Now, the client is comfortable that the subsidiary does not have any unknown liabilities and wants to simplify the group by removing the dormant parent company. 

The only assets / liabilities in the parent are the investment value, and an intercompany balance (and small distributable reserves).

In order to strip out the parent company

1) Is clearance required for the transfer of the shares?

2) Are there other tax implications to be aware of (intercompany write offs needing formal agreement?)

3) In terms of accounting entries in subsid, the intercompany balance will disappear and presumably be replaced by Goodwill?

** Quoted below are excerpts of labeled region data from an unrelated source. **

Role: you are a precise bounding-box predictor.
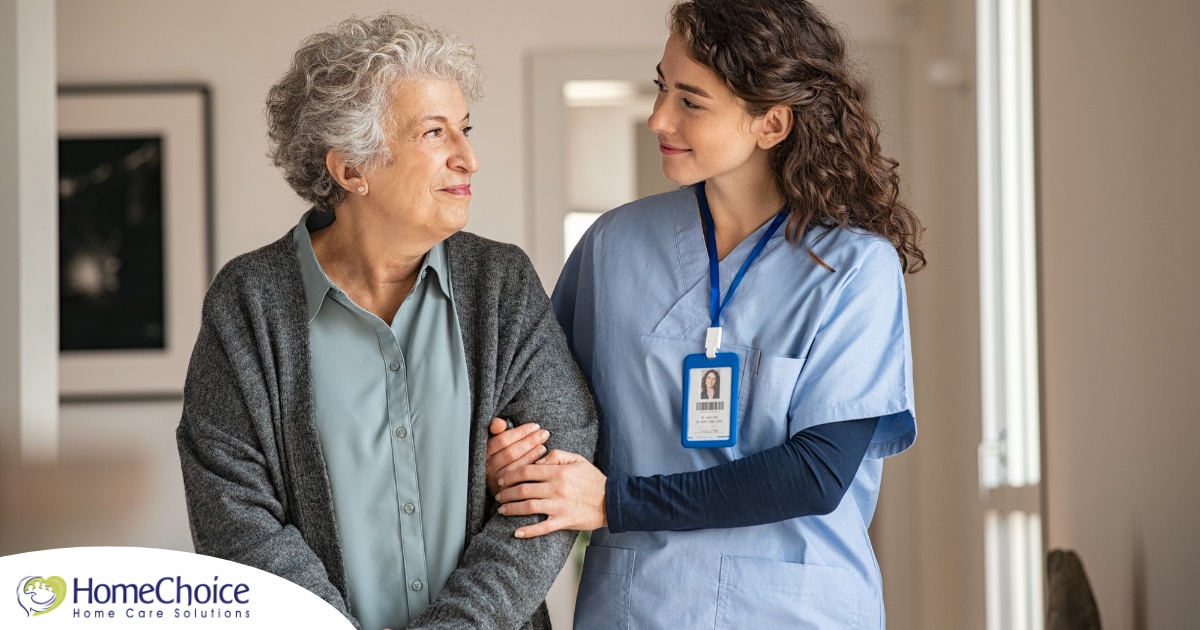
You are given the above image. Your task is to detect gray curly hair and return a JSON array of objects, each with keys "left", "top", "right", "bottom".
[{"left": 266, "top": 13, "right": 482, "bottom": 211}]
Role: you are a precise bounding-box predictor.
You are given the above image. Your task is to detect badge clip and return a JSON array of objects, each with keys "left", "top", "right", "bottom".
[{"left": 704, "top": 326, "right": 721, "bottom": 359}]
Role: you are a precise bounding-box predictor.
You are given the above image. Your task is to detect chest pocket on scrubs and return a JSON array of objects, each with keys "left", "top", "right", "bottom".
[{"left": 733, "top": 350, "right": 804, "bottom": 457}]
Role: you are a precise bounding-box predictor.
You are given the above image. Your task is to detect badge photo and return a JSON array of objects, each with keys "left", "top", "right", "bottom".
[{"left": 679, "top": 353, "right": 738, "bottom": 449}]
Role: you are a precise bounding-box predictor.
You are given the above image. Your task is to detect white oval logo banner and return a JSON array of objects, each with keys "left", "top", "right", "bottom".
[{"left": 0, "top": 547, "right": 353, "bottom": 630}]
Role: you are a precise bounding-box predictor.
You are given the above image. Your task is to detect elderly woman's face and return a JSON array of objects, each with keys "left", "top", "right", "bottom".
[{"left": 366, "top": 79, "right": 479, "bottom": 245}]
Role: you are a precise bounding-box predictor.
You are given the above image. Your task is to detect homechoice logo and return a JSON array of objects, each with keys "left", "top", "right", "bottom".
[
  {"left": 17, "top": 575, "right": 67, "bottom": 617},
  {"left": 0, "top": 547, "right": 353, "bottom": 630},
  {"left": 17, "top": 576, "right": 250, "bottom": 619}
]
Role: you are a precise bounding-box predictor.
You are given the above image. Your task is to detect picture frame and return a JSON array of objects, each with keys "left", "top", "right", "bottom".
[{"left": 58, "top": 84, "right": 214, "bottom": 402}]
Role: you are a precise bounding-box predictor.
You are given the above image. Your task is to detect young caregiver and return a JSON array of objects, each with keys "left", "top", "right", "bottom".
[{"left": 488, "top": 0, "right": 925, "bottom": 630}]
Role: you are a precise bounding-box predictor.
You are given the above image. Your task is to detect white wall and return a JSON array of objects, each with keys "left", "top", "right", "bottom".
[{"left": 1037, "top": 0, "right": 1200, "bottom": 629}]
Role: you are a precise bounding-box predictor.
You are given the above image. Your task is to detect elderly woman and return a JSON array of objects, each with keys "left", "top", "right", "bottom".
[{"left": 178, "top": 14, "right": 596, "bottom": 629}]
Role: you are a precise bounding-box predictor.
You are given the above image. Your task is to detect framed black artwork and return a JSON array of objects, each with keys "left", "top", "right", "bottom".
[{"left": 58, "top": 85, "right": 212, "bottom": 401}]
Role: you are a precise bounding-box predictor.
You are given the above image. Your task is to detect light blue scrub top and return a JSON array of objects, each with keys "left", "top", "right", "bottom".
[
  {"left": 292, "top": 212, "right": 470, "bottom": 630},
  {"left": 554, "top": 188, "right": 917, "bottom": 630}
]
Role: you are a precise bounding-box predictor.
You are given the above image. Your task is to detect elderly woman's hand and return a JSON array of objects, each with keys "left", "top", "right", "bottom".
[
  {"left": 485, "top": 418, "right": 550, "bottom": 497},
  {"left": 496, "top": 450, "right": 608, "bottom": 538}
]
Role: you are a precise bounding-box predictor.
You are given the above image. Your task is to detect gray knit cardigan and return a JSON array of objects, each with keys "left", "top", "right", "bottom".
[{"left": 176, "top": 228, "right": 596, "bottom": 630}]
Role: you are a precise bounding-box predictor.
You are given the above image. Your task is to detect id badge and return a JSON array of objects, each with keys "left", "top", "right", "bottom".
[{"left": 680, "top": 352, "right": 738, "bottom": 449}]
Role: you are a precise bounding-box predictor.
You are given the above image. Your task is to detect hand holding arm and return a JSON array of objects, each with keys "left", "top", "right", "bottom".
[
  {"left": 496, "top": 450, "right": 608, "bottom": 538},
  {"left": 486, "top": 418, "right": 550, "bottom": 497}
]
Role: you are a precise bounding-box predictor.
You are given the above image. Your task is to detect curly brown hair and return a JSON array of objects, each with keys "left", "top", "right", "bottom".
[{"left": 667, "top": 0, "right": 925, "bottom": 274}]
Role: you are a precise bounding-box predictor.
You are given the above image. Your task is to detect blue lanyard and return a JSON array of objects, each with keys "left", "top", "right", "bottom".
[{"left": 696, "top": 181, "right": 787, "bottom": 328}]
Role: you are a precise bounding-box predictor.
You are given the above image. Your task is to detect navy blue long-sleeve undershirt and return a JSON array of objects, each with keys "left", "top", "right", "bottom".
[{"left": 605, "top": 418, "right": 878, "bottom": 533}]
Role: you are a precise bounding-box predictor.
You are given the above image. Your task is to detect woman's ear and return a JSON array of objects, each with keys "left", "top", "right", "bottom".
[
  {"left": 325, "top": 149, "right": 367, "bottom": 194},
  {"left": 754, "top": 104, "right": 796, "bottom": 149}
]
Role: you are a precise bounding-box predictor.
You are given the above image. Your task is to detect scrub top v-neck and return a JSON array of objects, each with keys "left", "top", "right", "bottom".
[{"left": 554, "top": 188, "right": 916, "bottom": 630}]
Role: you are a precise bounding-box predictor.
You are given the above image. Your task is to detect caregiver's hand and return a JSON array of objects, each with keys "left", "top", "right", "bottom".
[
  {"left": 485, "top": 418, "right": 550, "bottom": 497},
  {"left": 496, "top": 450, "right": 608, "bottom": 538}
]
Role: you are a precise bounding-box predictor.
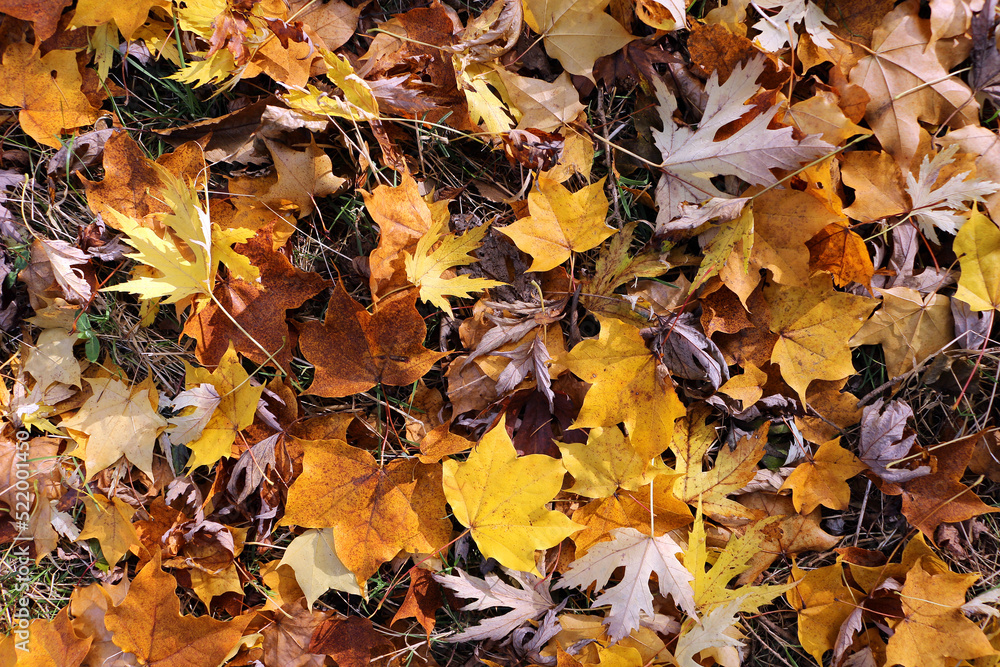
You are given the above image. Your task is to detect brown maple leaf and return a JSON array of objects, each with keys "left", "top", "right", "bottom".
[
  {"left": 298, "top": 284, "right": 447, "bottom": 398},
  {"left": 183, "top": 222, "right": 330, "bottom": 373}
]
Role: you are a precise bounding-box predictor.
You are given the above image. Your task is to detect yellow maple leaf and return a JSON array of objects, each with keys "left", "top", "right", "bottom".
[
  {"left": 566, "top": 318, "right": 684, "bottom": 461},
  {"left": 0, "top": 42, "right": 100, "bottom": 148},
  {"left": 60, "top": 378, "right": 167, "bottom": 481},
  {"left": 955, "top": 211, "right": 1000, "bottom": 311},
  {"left": 406, "top": 219, "right": 506, "bottom": 317},
  {"left": 559, "top": 427, "right": 663, "bottom": 498},
  {"left": 104, "top": 163, "right": 260, "bottom": 312},
  {"left": 779, "top": 438, "right": 868, "bottom": 514},
  {"left": 500, "top": 176, "right": 617, "bottom": 271},
  {"left": 442, "top": 418, "right": 582, "bottom": 576},
  {"left": 184, "top": 342, "right": 264, "bottom": 470},
  {"left": 281, "top": 49, "right": 379, "bottom": 121}
]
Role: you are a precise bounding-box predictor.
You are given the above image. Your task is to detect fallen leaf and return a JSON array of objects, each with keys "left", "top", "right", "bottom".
[
  {"left": 555, "top": 528, "right": 697, "bottom": 642},
  {"left": 851, "top": 287, "right": 955, "bottom": 378},
  {"left": 886, "top": 558, "right": 996, "bottom": 667},
  {"left": 434, "top": 568, "right": 556, "bottom": 642},
  {"left": 184, "top": 223, "right": 330, "bottom": 373},
  {"left": 406, "top": 219, "right": 504, "bottom": 317},
  {"left": 764, "top": 279, "right": 875, "bottom": 403},
  {"left": 779, "top": 438, "right": 868, "bottom": 514},
  {"left": 184, "top": 344, "right": 264, "bottom": 471},
  {"left": 653, "top": 58, "right": 833, "bottom": 223},
  {"left": 0, "top": 42, "right": 99, "bottom": 148},
  {"left": 60, "top": 378, "right": 167, "bottom": 481},
  {"left": 443, "top": 418, "right": 580, "bottom": 576},
  {"left": 850, "top": 1, "right": 979, "bottom": 169},
  {"left": 499, "top": 177, "right": 616, "bottom": 271},
  {"left": 524, "top": 0, "right": 632, "bottom": 80},
  {"left": 298, "top": 284, "right": 447, "bottom": 398},
  {"left": 105, "top": 557, "right": 253, "bottom": 667},
  {"left": 565, "top": 318, "right": 684, "bottom": 460},
  {"left": 281, "top": 440, "right": 451, "bottom": 586},
  {"left": 77, "top": 494, "right": 140, "bottom": 567},
  {"left": 954, "top": 211, "right": 1000, "bottom": 312},
  {"left": 278, "top": 528, "right": 365, "bottom": 609}
]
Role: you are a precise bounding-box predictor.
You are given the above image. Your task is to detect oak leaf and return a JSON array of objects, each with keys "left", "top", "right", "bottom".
[
  {"left": 0, "top": 42, "right": 99, "bottom": 148},
  {"left": 281, "top": 440, "right": 451, "bottom": 585},
  {"left": 443, "top": 418, "right": 580, "bottom": 576},
  {"left": 105, "top": 556, "right": 253, "bottom": 667},
  {"left": 499, "top": 176, "right": 617, "bottom": 271},
  {"left": 555, "top": 528, "right": 697, "bottom": 642},
  {"left": 60, "top": 378, "right": 167, "bottom": 481},
  {"left": 779, "top": 438, "right": 868, "bottom": 514},
  {"left": 406, "top": 219, "right": 505, "bottom": 317},
  {"left": 565, "top": 318, "right": 684, "bottom": 460},
  {"left": 298, "top": 284, "right": 447, "bottom": 398}
]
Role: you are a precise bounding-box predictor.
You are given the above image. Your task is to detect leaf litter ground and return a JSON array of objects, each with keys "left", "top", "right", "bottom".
[{"left": 0, "top": 0, "right": 1000, "bottom": 667}]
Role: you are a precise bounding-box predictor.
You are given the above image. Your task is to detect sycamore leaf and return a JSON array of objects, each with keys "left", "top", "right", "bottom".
[
  {"left": 105, "top": 163, "right": 260, "bottom": 312},
  {"left": 565, "top": 318, "right": 684, "bottom": 460},
  {"left": 764, "top": 278, "right": 877, "bottom": 404},
  {"left": 653, "top": 57, "right": 833, "bottom": 227},
  {"left": 434, "top": 568, "right": 556, "bottom": 642},
  {"left": 555, "top": 528, "right": 697, "bottom": 642},
  {"left": 674, "top": 598, "right": 743, "bottom": 667},
  {"left": 281, "top": 440, "right": 451, "bottom": 585},
  {"left": 0, "top": 44, "right": 102, "bottom": 148},
  {"left": 60, "top": 378, "right": 167, "bottom": 481},
  {"left": 77, "top": 494, "right": 141, "bottom": 567},
  {"left": 299, "top": 284, "right": 447, "bottom": 398},
  {"left": 167, "top": 382, "right": 222, "bottom": 445},
  {"left": 184, "top": 344, "right": 264, "bottom": 470},
  {"left": 851, "top": 287, "right": 955, "bottom": 377},
  {"left": 886, "top": 556, "right": 996, "bottom": 667},
  {"left": 405, "top": 219, "right": 505, "bottom": 317},
  {"left": 524, "top": 0, "right": 632, "bottom": 80},
  {"left": 954, "top": 211, "right": 1000, "bottom": 312},
  {"left": 279, "top": 528, "right": 365, "bottom": 609},
  {"left": 670, "top": 412, "right": 770, "bottom": 520},
  {"left": 753, "top": 0, "right": 835, "bottom": 53},
  {"left": 684, "top": 512, "right": 790, "bottom": 613},
  {"left": 849, "top": 2, "right": 979, "bottom": 171},
  {"left": 779, "top": 438, "right": 868, "bottom": 514},
  {"left": 559, "top": 427, "right": 659, "bottom": 498},
  {"left": 499, "top": 176, "right": 617, "bottom": 271},
  {"left": 905, "top": 144, "right": 1000, "bottom": 243},
  {"left": 443, "top": 418, "right": 580, "bottom": 576},
  {"left": 282, "top": 50, "right": 379, "bottom": 121},
  {"left": 105, "top": 556, "right": 253, "bottom": 667}
]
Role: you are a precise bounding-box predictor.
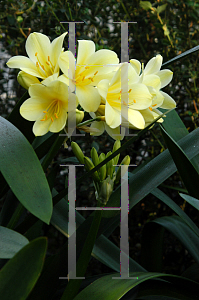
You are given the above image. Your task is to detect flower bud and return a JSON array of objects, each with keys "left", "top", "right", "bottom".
[
  {"left": 96, "top": 176, "right": 114, "bottom": 205},
  {"left": 106, "top": 151, "right": 115, "bottom": 178},
  {"left": 17, "top": 71, "right": 40, "bottom": 90},
  {"left": 84, "top": 156, "right": 100, "bottom": 182},
  {"left": 99, "top": 153, "right": 106, "bottom": 181},
  {"left": 115, "top": 155, "right": 130, "bottom": 183},
  {"left": 91, "top": 147, "right": 99, "bottom": 167},
  {"left": 113, "top": 140, "right": 121, "bottom": 165},
  {"left": 71, "top": 142, "right": 84, "bottom": 165}
]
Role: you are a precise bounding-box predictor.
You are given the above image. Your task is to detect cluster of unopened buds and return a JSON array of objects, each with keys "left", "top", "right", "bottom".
[
  {"left": 71, "top": 140, "right": 130, "bottom": 205},
  {"left": 7, "top": 32, "right": 176, "bottom": 140}
]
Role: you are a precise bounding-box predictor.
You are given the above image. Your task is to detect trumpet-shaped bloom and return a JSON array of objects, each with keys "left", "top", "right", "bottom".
[
  {"left": 90, "top": 105, "right": 125, "bottom": 140},
  {"left": 130, "top": 54, "right": 176, "bottom": 111},
  {"left": 97, "top": 63, "right": 152, "bottom": 129},
  {"left": 20, "top": 80, "right": 77, "bottom": 136},
  {"left": 59, "top": 40, "right": 119, "bottom": 112},
  {"left": 7, "top": 32, "right": 67, "bottom": 79}
]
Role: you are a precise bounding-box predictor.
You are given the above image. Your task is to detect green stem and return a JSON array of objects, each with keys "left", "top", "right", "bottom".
[
  {"left": 7, "top": 202, "right": 24, "bottom": 229},
  {"left": 61, "top": 203, "right": 102, "bottom": 300},
  {"left": 77, "top": 117, "right": 102, "bottom": 128}
]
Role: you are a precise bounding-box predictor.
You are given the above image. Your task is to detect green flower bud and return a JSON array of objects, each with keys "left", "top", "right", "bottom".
[
  {"left": 106, "top": 151, "right": 115, "bottom": 178},
  {"left": 99, "top": 153, "right": 106, "bottom": 181},
  {"left": 71, "top": 142, "right": 84, "bottom": 165},
  {"left": 113, "top": 140, "right": 121, "bottom": 165},
  {"left": 84, "top": 156, "right": 100, "bottom": 182},
  {"left": 115, "top": 155, "right": 130, "bottom": 183},
  {"left": 91, "top": 147, "right": 99, "bottom": 167},
  {"left": 96, "top": 176, "right": 114, "bottom": 205}
]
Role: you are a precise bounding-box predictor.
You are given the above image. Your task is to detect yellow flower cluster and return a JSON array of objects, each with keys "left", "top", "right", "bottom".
[{"left": 7, "top": 32, "right": 176, "bottom": 139}]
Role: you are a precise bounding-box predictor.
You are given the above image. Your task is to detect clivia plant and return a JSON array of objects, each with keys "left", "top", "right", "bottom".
[{"left": 0, "top": 28, "right": 199, "bottom": 300}]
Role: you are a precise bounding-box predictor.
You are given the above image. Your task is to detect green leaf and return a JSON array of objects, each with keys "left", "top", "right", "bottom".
[
  {"left": 0, "top": 117, "right": 52, "bottom": 224},
  {"left": 162, "top": 46, "right": 199, "bottom": 66},
  {"left": 140, "top": 1, "right": 152, "bottom": 10},
  {"left": 151, "top": 188, "right": 199, "bottom": 236},
  {"left": 0, "top": 226, "right": 29, "bottom": 258},
  {"left": 157, "top": 4, "right": 167, "bottom": 14},
  {"left": 0, "top": 238, "right": 47, "bottom": 300},
  {"left": 180, "top": 193, "right": 199, "bottom": 210},
  {"left": 161, "top": 127, "right": 199, "bottom": 199},
  {"left": 152, "top": 216, "right": 199, "bottom": 263},
  {"left": 74, "top": 272, "right": 198, "bottom": 300}
]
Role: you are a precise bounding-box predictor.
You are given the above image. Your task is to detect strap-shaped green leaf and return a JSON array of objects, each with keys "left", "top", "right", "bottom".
[
  {"left": 0, "top": 226, "right": 29, "bottom": 258},
  {"left": 0, "top": 238, "right": 47, "bottom": 300},
  {"left": 161, "top": 127, "right": 199, "bottom": 199},
  {"left": 0, "top": 117, "right": 52, "bottom": 224}
]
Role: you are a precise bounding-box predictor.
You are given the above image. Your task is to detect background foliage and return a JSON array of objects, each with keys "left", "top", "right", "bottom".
[{"left": 0, "top": 0, "right": 199, "bottom": 298}]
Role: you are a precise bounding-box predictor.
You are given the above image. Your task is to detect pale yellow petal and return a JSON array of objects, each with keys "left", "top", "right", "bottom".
[
  {"left": 20, "top": 97, "right": 49, "bottom": 122},
  {"left": 76, "top": 86, "right": 101, "bottom": 112},
  {"left": 144, "top": 54, "right": 163, "bottom": 75},
  {"left": 105, "top": 124, "right": 125, "bottom": 141},
  {"left": 160, "top": 91, "right": 176, "bottom": 109},
  {"left": 50, "top": 32, "right": 67, "bottom": 66},
  {"left": 97, "top": 79, "right": 109, "bottom": 100},
  {"left": 143, "top": 74, "right": 161, "bottom": 90},
  {"left": 156, "top": 70, "right": 173, "bottom": 88},
  {"left": 26, "top": 32, "right": 51, "bottom": 65},
  {"left": 58, "top": 51, "right": 75, "bottom": 79},
  {"left": 77, "top": 40, "right": 95, "bottom": 65},
  {"left": 17, "top": 71, "right": 40, "bottom": 90},
  {"left": 105, "top": 101, "right": 121, "bottom": 128},
  {"left": 90, "top": 121, "right": 105, "bottom": 136},
  {"left": 32, "top": 119, "right": 52, "bottom": 136},
  {"left": 130, "top": 59, "right": 141, "bottom": 75},
  {"left": 7, "top": 55, "right": 45, "bottom": 78}
]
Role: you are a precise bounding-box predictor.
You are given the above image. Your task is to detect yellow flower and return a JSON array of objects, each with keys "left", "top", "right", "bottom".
[
  {"left": 20, "top": 80, "right": 77, "bottom": 136},
  {"left": 59, "top": 40, "right": 119, "bottom": 112},
  {"left": 130, "top": 54, "right": 176, "bottom": 113},
  {"left": 7, "top": 32, "right": 67, "bottom": 79},
  {"left": 97, "top": 63, "right": 152, "bottom": 129},
  {"left": 90, "top": 105, "right": 125, "bottom": 140}
]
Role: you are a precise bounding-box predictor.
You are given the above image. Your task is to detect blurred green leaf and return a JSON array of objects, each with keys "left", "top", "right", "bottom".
[
  {"left": 0, "top": 237, "right": 47, "bottom": 300},
  {"left": 0, "top": 117, "right": 52, "bottom": 224},
  {"left": 180, "top": 193, "right": 199, "bottom": 210},
  {"left": 161, "top": 127, "right": 199, "bottom": 199},
  {"left": 0, "top": 226, "right": 29, "bottom": 258}
]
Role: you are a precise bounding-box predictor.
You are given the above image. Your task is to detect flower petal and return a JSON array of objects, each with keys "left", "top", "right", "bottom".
[
  {"left": 144, "top": 54, "right": 163, "bottom": 75},
  {"left": 76, "top": 86, "right": 101, "bottom": 112},
  {"left": 77, "top": 40, "right": 95, "bottom": 65},
  {"left": 51, "top": 32, "right": 67, "bottom": 66},
  {"left": 160, "top": 91, "right": 176, "bottom": 109},
  {"left": 130, "top": 59, "right": 141, "bottom": 75},
  {"left": 122, "top": 109, "right": 145, "bottom": 129},
  {"left": 20, "top": 97, "right": 49, "bottom": 122},
  {"left": 7, "top": 55, "right": 45, "bottom": 78},
  {"left": 90, "top": 121, "right": 105, "bottom": 136},
  {"left": 105, "top": 123, "right": 125, "bottom": 141},
  {"left": 105, "top": 101, "right": 121, "bottom": 128},
  {"left": 156, "top": 70, "right": 173, "bottom": 88},
  {"left": 17, "top": 71, "right": 40, "bottom": 90}
]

4) Are the distributable reserves of parent transferred to the distributable reserves of subsid, or used to reduce the current investment value (which becomes goodwill)?

Many thanks for guidance.

J

Replies (4)

Please login or register to join the discussion.

By johngroganjga
16th Aug 2017 20:06

Before he goes down this route I think your client needs to be advised of the pros and cons of doing it as opposed to the obvious alternative of hiving up the trade and assets and getting rid of the subsidiary. Has he been so advised and, if so, what is his rationale for the choice he has made?

Thanks (0)
avatar
By jpg80
16th Aug 2017 21:23

Thanks John.
The rationale is the ease (or relative minimal disruption). All trading contracts, leases, employees, credit rating, VAT numbers, stationery etc are all in the subsid and to transfer these will be at considerable expense.
The potential for incorrect conclusions to be drawn from a transfer now, and credit lines not being available, albeit temporarily, until a history has been formed make the striking out of a dormant parent, which does nothing much more attractive.
Thanks
J

Thanks (0)
avatar
By Justin Bryant
17th Aug 2017 11:35

How are you proposing to get rid of the parent? It is not a simple process and specialist tax advice is needed to avoid it being taxed as a distribution etc. In case not obvious, the subsidiary cannot acquire any of its parent's shares per s136 CA 2006.

Thanks (0)
avatar
By jpg80
17th Aug 2017 13:03

Thanks Justin. Having performed more research, then the answer sadly appears to be "with difficulty".
I had rather much hoped that I was ignorant of some HMRC clearance which provided the opposite clearance of share for share exchanges when inserting a holding / parent company. It seems not.
Thankfully the companies are not worth a lot (hence one of the reasons to simplify), and any tax on a distribution may be acceptable.